Tuesday, October 10, 2006

A Sweet Potato and a Yam Walk into a Bar

Even more than I love conflict, I love conflict resolution.

Over on slate.com, Jeffrey Goldberg and Shmuel Rosner discuss Goldberg’s recent book, Prisoners: A Muslim and a Jew Across the Middle East Divide, framed as a series of letters. (Although slightly contrived, I find that Slate’s format of “entries” allows each party to fully express his or her view and the other party to respond in detail to each nuance of the argument, raising the level of dialogue and increasing the chances of an actual, thought-provoking discussion, instead of the devolution into rhetoric and ad hominem attacks that these exchanges often engender.) The question at the heart of this discussion is the most basic question of reconciliation: is it possible? Goldberg extrapolates from his relationship with Rafiq, a Palestinian who was once a prisoner under Goldberg’s guard, that reconciliation is possible. Rosner is (respectfully) less optimistic about its potential in the present (although he reserves judgment on its future). Rosner raises two basic problems with Goldberg’s optimism:

First, the conflict is not personal, it is national, and we need to make sure there's enough support for the details of a possible peace agreement, rather than the general idea of peace, before it can really materialize. That's one thing you know in theory but sometimes forget as you sit and talk to Rafiq.

Second, I do sort of connect to your being "the naive American," as you put it. It's important to recognize that not every problem has a solution; that not every solution is available at the time of our choosing; and that some things can't be solved, not even by well-trained American lawyers and diplomats ready to make a deal. I think this is something that is very hard for hopelessly optimistic Americans to accept, because it contradicts one of the more entrenched strengths of your society.

So is an imperfect solution feasible? Let’s look into academia (you knew I was going to go there) for a possible solution. Natasha Gill, a professor at the New School University, teaches a class on conflict mediation in the Israel/Palestine conflict. (Ever notice that the word “conflict” is the only noun, verb, or adjective used when discussing the situation in Israel?) Adopting elements of the Reacting to the Past pedagogy (started at Barnard College), she’s “Developing alternative pedagogical models for conflict mediation… includ[ing] semester long simulation exercises, and courses which integrate scholarly literature and practice-based projects.” Basically, her graduate students are assigned historically based roles, with concomitant victory objectives and character constraints, and asked to enter into a dialogue about a possible resolution in the Israel/Palestine conflict. Funded by the Ford Foundation Difficult Dialogues Program, she’s also director of the Reacting Initiative, “working with Israeli and Palestinian scholars to develop simulation-based course on the period leading up to 1948 and the creation of the State of Israel.” Having sat in on her course last semester, I can honestly say that she’s doing pioneering work in the field of conflict mediation and that her graduate students will be well-equipped (or better equipped than many) to deal with the difficulties of international conflict mediation. Also, she rocks.

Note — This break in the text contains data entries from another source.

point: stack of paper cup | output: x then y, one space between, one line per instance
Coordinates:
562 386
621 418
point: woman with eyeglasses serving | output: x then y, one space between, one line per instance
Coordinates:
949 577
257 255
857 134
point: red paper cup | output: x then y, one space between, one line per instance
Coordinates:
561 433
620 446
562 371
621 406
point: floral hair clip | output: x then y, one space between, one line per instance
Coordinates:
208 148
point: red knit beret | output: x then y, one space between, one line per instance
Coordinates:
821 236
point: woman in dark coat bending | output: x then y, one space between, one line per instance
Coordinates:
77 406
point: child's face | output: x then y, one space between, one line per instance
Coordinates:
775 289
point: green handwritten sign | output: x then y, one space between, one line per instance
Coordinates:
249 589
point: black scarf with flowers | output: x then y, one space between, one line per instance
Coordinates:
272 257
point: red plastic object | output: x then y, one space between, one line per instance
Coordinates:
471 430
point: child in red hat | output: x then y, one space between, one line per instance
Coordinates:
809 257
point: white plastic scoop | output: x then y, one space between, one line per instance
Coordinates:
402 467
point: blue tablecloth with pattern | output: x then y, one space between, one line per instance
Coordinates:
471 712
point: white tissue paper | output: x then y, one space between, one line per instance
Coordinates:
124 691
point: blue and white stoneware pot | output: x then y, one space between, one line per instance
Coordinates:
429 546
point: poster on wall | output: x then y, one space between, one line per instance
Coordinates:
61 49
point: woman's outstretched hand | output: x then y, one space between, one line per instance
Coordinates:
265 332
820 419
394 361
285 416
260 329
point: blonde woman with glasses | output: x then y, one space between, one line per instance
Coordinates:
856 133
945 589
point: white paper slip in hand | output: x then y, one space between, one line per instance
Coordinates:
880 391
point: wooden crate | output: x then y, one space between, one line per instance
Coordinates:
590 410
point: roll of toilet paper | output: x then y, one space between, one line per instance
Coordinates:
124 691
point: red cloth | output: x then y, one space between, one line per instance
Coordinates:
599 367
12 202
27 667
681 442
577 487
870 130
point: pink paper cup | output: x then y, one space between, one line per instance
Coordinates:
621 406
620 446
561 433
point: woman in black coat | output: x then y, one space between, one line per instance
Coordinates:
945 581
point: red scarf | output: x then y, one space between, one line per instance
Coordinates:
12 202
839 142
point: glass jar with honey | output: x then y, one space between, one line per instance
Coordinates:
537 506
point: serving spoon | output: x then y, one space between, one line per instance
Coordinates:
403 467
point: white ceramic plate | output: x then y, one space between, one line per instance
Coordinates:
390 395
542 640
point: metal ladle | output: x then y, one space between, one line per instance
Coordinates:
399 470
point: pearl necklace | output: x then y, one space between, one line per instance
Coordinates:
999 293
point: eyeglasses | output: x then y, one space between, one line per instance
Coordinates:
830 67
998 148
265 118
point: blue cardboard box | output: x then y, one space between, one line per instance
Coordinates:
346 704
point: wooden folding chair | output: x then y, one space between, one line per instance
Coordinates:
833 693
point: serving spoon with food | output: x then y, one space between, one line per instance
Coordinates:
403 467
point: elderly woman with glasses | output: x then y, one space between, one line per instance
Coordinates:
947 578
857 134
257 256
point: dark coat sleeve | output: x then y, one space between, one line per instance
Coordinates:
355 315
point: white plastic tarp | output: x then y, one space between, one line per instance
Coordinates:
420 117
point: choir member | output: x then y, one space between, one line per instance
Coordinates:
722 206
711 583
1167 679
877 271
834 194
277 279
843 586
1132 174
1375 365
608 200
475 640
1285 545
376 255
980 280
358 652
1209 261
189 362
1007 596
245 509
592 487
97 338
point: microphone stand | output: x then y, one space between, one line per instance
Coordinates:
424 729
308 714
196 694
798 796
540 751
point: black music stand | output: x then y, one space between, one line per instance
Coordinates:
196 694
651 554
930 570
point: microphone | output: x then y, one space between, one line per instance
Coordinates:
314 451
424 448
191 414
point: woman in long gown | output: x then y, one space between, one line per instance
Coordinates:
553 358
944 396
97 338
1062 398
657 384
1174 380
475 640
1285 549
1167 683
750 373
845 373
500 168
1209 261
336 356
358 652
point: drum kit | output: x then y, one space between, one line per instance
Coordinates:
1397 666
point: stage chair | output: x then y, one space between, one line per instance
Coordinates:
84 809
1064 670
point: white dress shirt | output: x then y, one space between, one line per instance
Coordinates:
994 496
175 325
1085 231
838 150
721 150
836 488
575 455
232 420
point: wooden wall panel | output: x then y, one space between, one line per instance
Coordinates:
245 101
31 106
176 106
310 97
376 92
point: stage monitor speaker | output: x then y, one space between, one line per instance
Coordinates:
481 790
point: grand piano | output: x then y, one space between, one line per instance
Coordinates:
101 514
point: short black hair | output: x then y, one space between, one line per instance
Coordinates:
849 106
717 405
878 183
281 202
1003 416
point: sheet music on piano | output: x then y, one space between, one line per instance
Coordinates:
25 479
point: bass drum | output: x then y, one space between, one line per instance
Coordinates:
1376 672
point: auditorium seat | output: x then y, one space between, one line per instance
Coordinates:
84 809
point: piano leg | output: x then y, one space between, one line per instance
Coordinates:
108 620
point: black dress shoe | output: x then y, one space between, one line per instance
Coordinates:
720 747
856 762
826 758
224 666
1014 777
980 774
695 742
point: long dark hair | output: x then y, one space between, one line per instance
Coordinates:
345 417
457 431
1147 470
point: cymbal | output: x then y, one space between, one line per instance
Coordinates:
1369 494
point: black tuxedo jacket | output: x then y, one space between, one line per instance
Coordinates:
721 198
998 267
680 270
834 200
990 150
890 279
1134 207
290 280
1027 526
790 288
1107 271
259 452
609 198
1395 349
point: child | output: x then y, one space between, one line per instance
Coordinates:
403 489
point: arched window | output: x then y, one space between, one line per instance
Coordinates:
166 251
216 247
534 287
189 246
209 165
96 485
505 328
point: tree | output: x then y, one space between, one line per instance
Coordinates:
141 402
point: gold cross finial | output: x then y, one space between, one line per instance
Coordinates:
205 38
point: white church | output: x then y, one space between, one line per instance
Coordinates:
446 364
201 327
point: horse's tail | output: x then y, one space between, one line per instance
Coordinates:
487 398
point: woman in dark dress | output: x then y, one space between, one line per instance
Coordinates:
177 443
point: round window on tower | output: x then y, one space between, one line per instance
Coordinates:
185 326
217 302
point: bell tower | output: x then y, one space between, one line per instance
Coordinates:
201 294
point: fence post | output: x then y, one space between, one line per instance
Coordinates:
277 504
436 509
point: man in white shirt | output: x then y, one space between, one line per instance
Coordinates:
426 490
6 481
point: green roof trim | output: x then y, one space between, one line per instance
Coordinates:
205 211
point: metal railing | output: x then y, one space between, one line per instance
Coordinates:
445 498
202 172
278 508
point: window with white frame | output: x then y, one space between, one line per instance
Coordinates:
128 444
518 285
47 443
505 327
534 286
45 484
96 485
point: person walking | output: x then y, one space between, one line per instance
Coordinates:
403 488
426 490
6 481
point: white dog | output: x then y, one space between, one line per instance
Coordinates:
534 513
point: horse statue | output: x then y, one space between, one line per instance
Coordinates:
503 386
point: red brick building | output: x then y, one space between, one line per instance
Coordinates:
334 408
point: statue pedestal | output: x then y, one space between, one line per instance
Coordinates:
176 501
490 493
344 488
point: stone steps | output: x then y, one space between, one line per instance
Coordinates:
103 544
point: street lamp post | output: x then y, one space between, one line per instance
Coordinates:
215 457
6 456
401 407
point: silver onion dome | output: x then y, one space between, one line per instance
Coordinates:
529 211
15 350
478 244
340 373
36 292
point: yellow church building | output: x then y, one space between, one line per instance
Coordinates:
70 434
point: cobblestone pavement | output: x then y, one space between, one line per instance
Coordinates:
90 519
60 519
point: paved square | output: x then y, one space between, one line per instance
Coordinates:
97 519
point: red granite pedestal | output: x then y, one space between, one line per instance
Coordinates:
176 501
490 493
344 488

On a lighter note, several weeks ago, I had the pleasure of seeing Sarah Silverman perform at the Comedy Cellar, who noted that the difference between Israelis and Palestinians was like the difference between yams and sweet potatoes. Rolling Stone recorded her comment for posterity:

"I love how Palestinians and Jews hate each other… It's so cute. Honestly, what's the difference? They're brown. They have an odor. It's like sweet potatoes hating yams. It's like how coyotes eat dogs -- they are dogs! And they eat them. There's no joke there, but it's a good point. It's like how birds eat eggs. You can't blame them, because eggs are awesome, but they're all -- " she pantomimes eating an egg -- "'Yum, mmm, this came out of my pussy.'"

I laughed so hard that I almost cracked a rib. And I was the only one laughing. Was I the only one to get the joke or is the subject so painful that not even Sarah Silverman can make it funny?

1 comment:

Thomas Chase, An American Revolutionary Soldier said...

I like making fun of everyone. And I can stand to be made fun of. I am full of piss and vinegar. Can you imagine a world where everyone had a sense of humor? I would like to . Ahhhhhhh.